Roma, 4 giu. (LaPresse) – “Mi è venuta un’idea, che dovrò discutere con i provveditori e i direttori, quella di rendere utile la popolazione carceraria per i lavori della ripresa del territorio”. Lo ha annunciato il ministro della Giustizia Paola Severino durante la sua visita al carcere di Bologna. Subito è arrivata la risposta di Coldiretti: “E’ benvenuto – scrive l’organizzazione in una nota – l’aiuto dei detenuti alla ricostruzione nelle campagne colpite dal terremoto dove più difficile è la ricognizione dei danni e più complesse le possibilità di intervento per la presenza diffusa delle aziende sul territorio colpito”. Per Coldiretti sarebbero molte le possibilità di collaborazione con gli agricoltori colpiti dal sisma nelle campagne dove “l’emergenza continua nelle case rurali, fienili e capannoni danneggiati, nelle stalle con gli animali terrorizzati e senza latte e nelle campi dove manca l’acqua per irrigare. Le esperienze di collaborazione che abbiamo avviato con le carceri in passato – conclude la Coldiretti – si sono sempre dimostrate molto proficue per il settore agricolo che è stato duramente colpito dal sisma con danni superiori al mezzo miliardo di euro”.

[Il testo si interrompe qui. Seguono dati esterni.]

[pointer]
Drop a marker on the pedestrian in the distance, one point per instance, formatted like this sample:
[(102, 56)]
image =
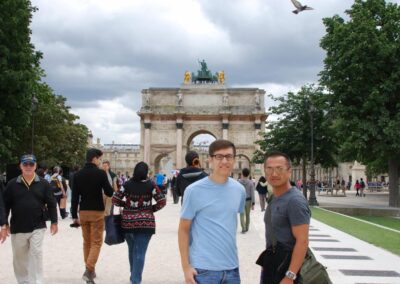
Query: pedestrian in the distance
[(250, 200), (138, 220), (89, 184), (26, 197)]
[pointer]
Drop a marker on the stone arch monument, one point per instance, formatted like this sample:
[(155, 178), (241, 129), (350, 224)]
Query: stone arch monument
[(172, 117)]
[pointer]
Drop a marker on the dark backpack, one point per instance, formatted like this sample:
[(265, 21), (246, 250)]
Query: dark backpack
[(55, 185)]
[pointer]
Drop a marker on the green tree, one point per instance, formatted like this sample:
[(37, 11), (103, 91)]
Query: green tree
[(58, 139), (291, 133), (362, 75), (18, 72)]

“Abbiamo fatto in modo – ha spiegato poi la Severino – che tutte le celle rimangano aperte di giorno e di notte. Non possiamo raggiungere al carcerato anche l’angoscia della claustrofobia”. Inoltre, ha spiegato, “questa mattina abbiamo disposto alcuni spostamenti fuori dall’area, per alleggerire il numero dei detenuti e dare sollievo in una situazione già difficile. Dalle carceri di Bologna e Modena saranno spostati 300-350 circa detenuti che andranno fuori regione”.
Critica sulle parole del ministro l’Osapp (Organizzazione sindacale autonoma polizia penitenziaria): “Quali che siano i progetti dichiarati ed i risultati vantati dalla guardasigilli Severino – ha sottolineato il segretario Leo Beneduci – in Italia permangono quasi 21mila detenuti in più dei posti disponibili (66.528 presenze per 45.584 posti) con un popolazione detenuta che è composta per il 36% da detenuti stranieri (4.847 dal Marocco, 3.036 dalla Tunisia, 2.831 dall’Albania) e per il 40% da detenuti ancora in attesa di giudizio definitivo”.